Lisa joined QMUL in 1989, just after the merger between Queen Mary College at Mile End and Westfield College in Hampstead. Under her leadership the department grew in size and scope to become a School of English and Drama. She served as Head of Department (1990-93), and later as Dean of the Faculty of Arts (1993-96). She was appointed to a personal chair as Centenary Professor of Renaissance Studies, before in 2002 becoming the founding Director of the Centre for Editing Lives and Letters. It was as head of this research group that she finally left Queen Mary for UCL in 2012. As well as being an inspiring teacher and a great scholar, Lisa was a major figure in public life in London: she was variously a governor of the Westminster City School for Boys (an inner city state boys’ school in London), a trustee of the Victoria and Albert Museum, on the board of the AHRC, and chair of the UK Human Fertilisation and Embryology Authority. In recent months she was elected an Honorary Fellow of the Royal Society, an accolade few in the humanities have ever achieved. Lisa brought her considerable intellectual resources to every task she faced, even including academic and institutional administration.

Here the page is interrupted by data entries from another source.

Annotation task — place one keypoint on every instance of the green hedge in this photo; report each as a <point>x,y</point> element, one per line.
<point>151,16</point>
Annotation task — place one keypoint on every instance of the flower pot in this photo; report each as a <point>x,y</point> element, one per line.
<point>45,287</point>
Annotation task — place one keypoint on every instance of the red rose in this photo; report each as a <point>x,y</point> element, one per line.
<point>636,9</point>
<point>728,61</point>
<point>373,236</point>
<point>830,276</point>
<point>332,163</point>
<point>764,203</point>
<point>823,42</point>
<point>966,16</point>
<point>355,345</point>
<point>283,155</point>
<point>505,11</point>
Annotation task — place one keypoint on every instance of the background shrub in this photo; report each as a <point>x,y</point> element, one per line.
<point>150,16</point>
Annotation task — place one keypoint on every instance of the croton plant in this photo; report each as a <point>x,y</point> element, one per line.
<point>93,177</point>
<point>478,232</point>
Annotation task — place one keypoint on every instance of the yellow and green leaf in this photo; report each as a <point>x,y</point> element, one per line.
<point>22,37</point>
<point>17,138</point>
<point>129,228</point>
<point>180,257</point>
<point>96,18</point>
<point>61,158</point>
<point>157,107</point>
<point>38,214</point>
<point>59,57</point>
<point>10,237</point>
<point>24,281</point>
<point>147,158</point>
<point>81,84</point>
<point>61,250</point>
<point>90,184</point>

Her influence on the discipline, both within and far beyond her own specialism of Renaissance studies (a field that she continually redefined in her scholarship and teaching) was immense; her inspiring effect on generations of students and younger colleagues almost impossible to measure. Lisa was a driving force in the School during periods of great change and expansion, always determined to aim big and to overcome obstacles that would have deterred others. In the lecture hall and the classroom she opened up new horizons of thinking for students of all levels, from first-years studying Shakespeare to her PhD students, so many of whom have gone on to stellar careers in the academy. Equally, in her research she sought to address as wide an audience as possible, while never speaking down to her readers: she treated them as her equals and expected them to be as excited as she was by the people, cultures, and texts that she presented to them. Lisa’s wit could be caustic; her laughter was infectious and unforgettable; and her unmatched energy daunting yet inspirational. She made herself expert in so many subjects that it is impossible to list all of her contributions here, ranging as they did from her early studies of Renaissance dialectic and Francis Bacon, through her work on Shakespeare, to books on Erasmus, natural philosophy, and the influence of Dutch culture on seventeenth-century England (for which, of course, she realised she needed to know Dutch, and so learnt it). A champion of younger scholars – especially, but by no means only, women scholars – and of the world of learning she did so much to bring to life, the School of English and Drama will remember Lisa Jardine especially as a figurehead and a friend. Our thoughts, and profound sympathy, are with her family.